A cartoon by Sandra Boynton to celebrate June, the month of weddings:
Marriage for pigs: troth vs. trough. /θ/ vs. /f/ for many people, differing only in point of articulation.
(June is also gay pride month, but Boynton’s couple is clearly supposed to be cross-sex, not same-sex.)
On pledge/plight one’s troth. From NOAD2 under troth:
PHRASES: pledge (or plight) one’s troth make a solemn pledge of commitment or loyalty, especially in marriage.
Used in various marriage ceremonies in English.
Ingredients: first, plight:
verb [with obj.] archaic pledge or promise solemnly (one’s faith or loyalty).
– (be plighted to) be engaged to be married to.

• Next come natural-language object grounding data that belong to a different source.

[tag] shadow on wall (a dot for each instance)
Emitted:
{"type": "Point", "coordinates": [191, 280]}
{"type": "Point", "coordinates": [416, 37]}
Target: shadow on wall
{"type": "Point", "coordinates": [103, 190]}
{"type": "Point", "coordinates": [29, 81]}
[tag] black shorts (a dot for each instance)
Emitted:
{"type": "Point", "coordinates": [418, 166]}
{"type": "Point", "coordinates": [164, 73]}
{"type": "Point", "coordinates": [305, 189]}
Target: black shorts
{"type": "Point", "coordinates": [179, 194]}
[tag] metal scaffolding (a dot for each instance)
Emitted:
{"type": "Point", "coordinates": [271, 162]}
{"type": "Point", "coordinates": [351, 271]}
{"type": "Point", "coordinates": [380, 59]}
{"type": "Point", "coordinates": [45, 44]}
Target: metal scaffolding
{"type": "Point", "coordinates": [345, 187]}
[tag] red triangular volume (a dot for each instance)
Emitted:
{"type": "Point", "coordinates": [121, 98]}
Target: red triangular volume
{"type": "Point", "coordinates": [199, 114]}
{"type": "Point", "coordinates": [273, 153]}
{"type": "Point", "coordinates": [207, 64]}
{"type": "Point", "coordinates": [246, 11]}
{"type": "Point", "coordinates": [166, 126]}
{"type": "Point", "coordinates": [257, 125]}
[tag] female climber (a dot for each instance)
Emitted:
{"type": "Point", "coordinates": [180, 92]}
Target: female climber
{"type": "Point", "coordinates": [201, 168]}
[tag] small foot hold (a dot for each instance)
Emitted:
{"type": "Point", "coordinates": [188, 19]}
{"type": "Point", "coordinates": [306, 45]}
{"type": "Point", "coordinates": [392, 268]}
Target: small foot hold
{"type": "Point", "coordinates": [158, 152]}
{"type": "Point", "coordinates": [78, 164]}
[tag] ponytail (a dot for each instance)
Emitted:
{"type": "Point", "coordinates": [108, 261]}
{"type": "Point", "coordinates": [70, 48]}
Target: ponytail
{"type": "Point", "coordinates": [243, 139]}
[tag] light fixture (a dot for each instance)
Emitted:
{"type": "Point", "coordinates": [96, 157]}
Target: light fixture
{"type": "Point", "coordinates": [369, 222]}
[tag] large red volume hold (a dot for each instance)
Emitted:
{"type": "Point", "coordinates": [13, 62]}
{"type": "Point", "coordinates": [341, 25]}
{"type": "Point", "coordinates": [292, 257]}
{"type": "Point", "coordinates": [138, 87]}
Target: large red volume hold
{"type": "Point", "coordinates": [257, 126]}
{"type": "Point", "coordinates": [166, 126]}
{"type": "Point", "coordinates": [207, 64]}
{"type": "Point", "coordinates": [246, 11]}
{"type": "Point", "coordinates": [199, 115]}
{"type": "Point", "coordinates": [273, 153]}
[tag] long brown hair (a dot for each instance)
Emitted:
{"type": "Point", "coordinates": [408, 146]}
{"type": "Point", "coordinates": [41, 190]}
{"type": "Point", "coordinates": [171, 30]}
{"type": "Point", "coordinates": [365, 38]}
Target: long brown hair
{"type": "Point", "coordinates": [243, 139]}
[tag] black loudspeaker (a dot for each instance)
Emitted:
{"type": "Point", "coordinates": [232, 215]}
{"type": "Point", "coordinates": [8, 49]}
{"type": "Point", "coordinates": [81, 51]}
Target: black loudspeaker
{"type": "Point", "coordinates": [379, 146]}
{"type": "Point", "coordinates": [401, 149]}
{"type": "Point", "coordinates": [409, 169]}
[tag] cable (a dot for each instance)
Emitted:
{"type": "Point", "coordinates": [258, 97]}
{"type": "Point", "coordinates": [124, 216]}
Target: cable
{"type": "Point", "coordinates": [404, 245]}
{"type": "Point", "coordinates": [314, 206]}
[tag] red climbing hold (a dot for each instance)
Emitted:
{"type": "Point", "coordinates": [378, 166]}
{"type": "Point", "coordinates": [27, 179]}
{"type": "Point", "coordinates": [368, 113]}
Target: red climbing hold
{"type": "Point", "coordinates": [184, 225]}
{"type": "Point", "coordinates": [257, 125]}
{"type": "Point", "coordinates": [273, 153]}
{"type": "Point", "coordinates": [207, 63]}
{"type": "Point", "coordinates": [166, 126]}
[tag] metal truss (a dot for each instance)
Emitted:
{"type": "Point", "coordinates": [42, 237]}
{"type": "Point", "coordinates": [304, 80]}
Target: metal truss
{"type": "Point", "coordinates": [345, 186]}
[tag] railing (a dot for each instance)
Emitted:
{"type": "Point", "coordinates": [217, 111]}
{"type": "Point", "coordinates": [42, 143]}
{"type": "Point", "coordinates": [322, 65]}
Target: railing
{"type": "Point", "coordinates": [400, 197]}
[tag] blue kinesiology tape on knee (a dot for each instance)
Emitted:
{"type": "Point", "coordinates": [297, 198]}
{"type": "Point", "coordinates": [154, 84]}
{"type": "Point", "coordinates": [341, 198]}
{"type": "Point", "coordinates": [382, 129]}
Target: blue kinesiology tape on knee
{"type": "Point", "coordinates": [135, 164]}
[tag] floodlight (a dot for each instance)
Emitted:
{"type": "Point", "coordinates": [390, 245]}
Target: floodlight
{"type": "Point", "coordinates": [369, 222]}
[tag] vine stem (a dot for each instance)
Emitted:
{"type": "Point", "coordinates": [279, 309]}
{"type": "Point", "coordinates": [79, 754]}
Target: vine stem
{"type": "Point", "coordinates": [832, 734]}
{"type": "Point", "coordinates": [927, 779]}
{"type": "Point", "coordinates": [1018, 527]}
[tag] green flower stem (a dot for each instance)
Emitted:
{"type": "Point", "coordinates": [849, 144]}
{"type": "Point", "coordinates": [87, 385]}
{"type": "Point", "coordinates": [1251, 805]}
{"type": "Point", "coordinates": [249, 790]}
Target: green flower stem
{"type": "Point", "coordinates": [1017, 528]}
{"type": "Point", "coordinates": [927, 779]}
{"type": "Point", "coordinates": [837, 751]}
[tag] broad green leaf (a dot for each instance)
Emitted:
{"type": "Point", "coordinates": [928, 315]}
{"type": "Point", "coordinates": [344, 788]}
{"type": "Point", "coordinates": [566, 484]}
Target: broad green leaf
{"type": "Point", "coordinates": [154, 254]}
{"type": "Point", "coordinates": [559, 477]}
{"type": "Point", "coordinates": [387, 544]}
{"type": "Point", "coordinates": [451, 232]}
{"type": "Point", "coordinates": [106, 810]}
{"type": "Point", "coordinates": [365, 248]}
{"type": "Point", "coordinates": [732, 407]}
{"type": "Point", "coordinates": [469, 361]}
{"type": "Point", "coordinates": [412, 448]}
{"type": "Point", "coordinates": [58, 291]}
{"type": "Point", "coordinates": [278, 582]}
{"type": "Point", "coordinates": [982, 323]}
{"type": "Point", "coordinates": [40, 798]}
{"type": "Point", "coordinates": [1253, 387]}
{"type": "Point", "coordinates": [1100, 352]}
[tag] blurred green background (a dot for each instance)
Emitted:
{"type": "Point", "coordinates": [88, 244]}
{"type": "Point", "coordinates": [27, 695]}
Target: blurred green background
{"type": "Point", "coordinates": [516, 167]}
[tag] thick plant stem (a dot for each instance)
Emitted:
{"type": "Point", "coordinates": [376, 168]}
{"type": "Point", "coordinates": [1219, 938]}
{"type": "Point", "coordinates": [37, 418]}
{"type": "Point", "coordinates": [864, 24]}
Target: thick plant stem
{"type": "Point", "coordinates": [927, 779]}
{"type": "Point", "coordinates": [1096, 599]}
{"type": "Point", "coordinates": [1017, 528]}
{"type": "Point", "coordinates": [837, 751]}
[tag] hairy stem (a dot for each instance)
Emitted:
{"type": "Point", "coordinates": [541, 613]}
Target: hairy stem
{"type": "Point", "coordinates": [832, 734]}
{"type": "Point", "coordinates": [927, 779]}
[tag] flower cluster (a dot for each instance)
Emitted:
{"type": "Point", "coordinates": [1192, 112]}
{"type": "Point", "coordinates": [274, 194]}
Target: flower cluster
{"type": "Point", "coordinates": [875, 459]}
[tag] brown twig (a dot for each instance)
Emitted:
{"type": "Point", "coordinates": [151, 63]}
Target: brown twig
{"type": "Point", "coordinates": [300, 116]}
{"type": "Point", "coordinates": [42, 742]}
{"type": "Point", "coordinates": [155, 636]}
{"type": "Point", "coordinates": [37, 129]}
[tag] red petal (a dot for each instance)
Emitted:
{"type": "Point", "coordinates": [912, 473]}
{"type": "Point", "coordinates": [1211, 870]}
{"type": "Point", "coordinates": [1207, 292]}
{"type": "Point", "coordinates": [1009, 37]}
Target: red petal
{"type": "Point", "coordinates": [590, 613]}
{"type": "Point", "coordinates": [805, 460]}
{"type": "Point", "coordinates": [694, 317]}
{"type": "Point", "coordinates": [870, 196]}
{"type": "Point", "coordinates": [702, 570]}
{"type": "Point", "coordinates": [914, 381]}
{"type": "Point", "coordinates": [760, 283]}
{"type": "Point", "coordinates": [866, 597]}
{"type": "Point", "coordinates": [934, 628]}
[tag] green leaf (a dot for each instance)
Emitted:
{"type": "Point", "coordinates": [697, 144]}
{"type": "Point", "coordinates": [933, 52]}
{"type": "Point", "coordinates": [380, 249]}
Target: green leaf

ORIGIN Old English plihtan ‘endanger,’ of Germanic origin; related to Dutch plicht and German Pflicht ‘duty.’ The current sense is recorded only from Middle English, but is probably original, in view of the related Germanic words.
Then the noun troth:
1 archaic or formal faith or loyalty when pledged in a solemn agreement or undertaking: a token of troth.
2 archaic truth.
ORIGIN Middle English: variant of truth.
So the whole thing means ‘I give you my word’, with the added wrinkle that it’s a performative utterance (on this, see James Harbeck’s entertaining discussion on his Sesquiotica blog of 3/10/13).
An extra: more truth in the verb betroth:
[with obj.] (usu. be betrothed) dated enter into a formal agreement to marry: soon I shall be betrothed to Isabel.
ORIGIN Middle English betreuthe: from be- (expressing transitivity) + truth. The change in the second syllable was due to association with troth.